Though no one has ever formally told this in a medical or oncological context, my own perception of my cancer is that it’s unusually aggressive. Onset was two decades younger than average, and metastasis was not expected at all, given the pathology of the primary cancer. In other words, colon cancer has struck me hard twice as a significant outlier on the bell curve. Given this history, I am quite suspicious that this aggression will strike again, with another set of metastases in the next year or two. This is an emotional response, not medical advice, but it’s still very real for me. A somewhat subtle and sophisticated form of ongoing cancer fear.

It seems ludicrous to me to go to the trouble of having the port removed, only to have to put it back in six months or a year later pursuant to a subsequent round of chemotherapy. I know this is my heart talking, not my head, but I do have to think forward, and given my history, being slammed with more unusual medical crap would not exactly be a shock.

So I believe I’ll be leaving the port in, hoping for the best, but preparing for the worst. Living through this, one passage at a time.

7 thoughts on “[cancer] Of ports, scans and the smell of ancient oceans

  1. pelican says:

    It’s always good to plan for the worst and to be able to enjoy the pleasant surprise of being wrong.

    Once your veins are gone, they’re gone, so you’re right- your CT and PET scans are going to be unpleasant sans port.

    You and yours seem to be a very resourceful and talented group of folks … perhaps it would be possible to either have an in-home nurse do the monthly flush, or learn how to do it yourselves, at least every other month?

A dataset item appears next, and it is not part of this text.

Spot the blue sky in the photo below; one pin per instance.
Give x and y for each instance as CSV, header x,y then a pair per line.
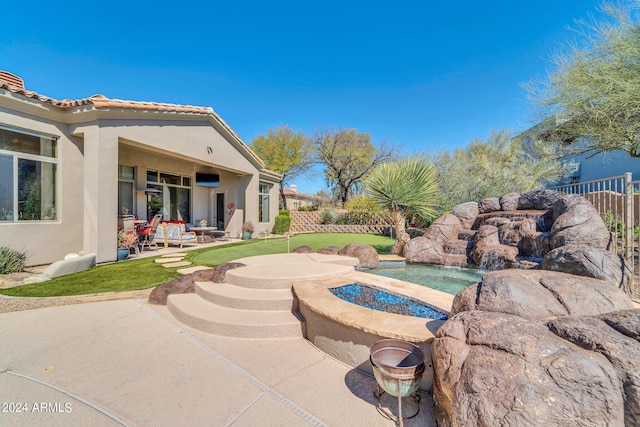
x,y
426,77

    Thanks, as always, for sharing your experience with the world. I’m grateful.

    1. Jay says:

      I think the issue on the flush is the process of setting the needle. We can manage the needle in place, and handle the extraction. I doubt they’d let me do that on a home basis, except under medical supervision.

  2. Kathryn says:

    I’ll be having a port put in about the middle of July. I’m not looking forward to it, but then again there is nothing about cancer that is worth looking forward to except chemo ending.

  3. Amy Thomson says:


    Post-cancer fears of recurrence are normal and reasonable, though not pleasant. Even with Cancer Lite (kidney cancer entirely contained within the kidney and NO chemo) I spent years waiting for the thing to come back. That was 1992, and it was a good 5-6 years before I felt out of the shadow of it. I hope that your cancer is gone for good!

  4. Pam says:

    With your veins, I think you’re making the right decision. I hope to be glancing through your blog, some day a few years from now, reading that you’ve finally decided it’s time for it to go, since the cancer isn’t coming back.

    I had a port 5 years ago. I never didn’t notice it. I hated it. The removal surgery was done in the surgeon’s office — much less bother than putting it in. One of the nurses and I talked about knitting while it was taken out.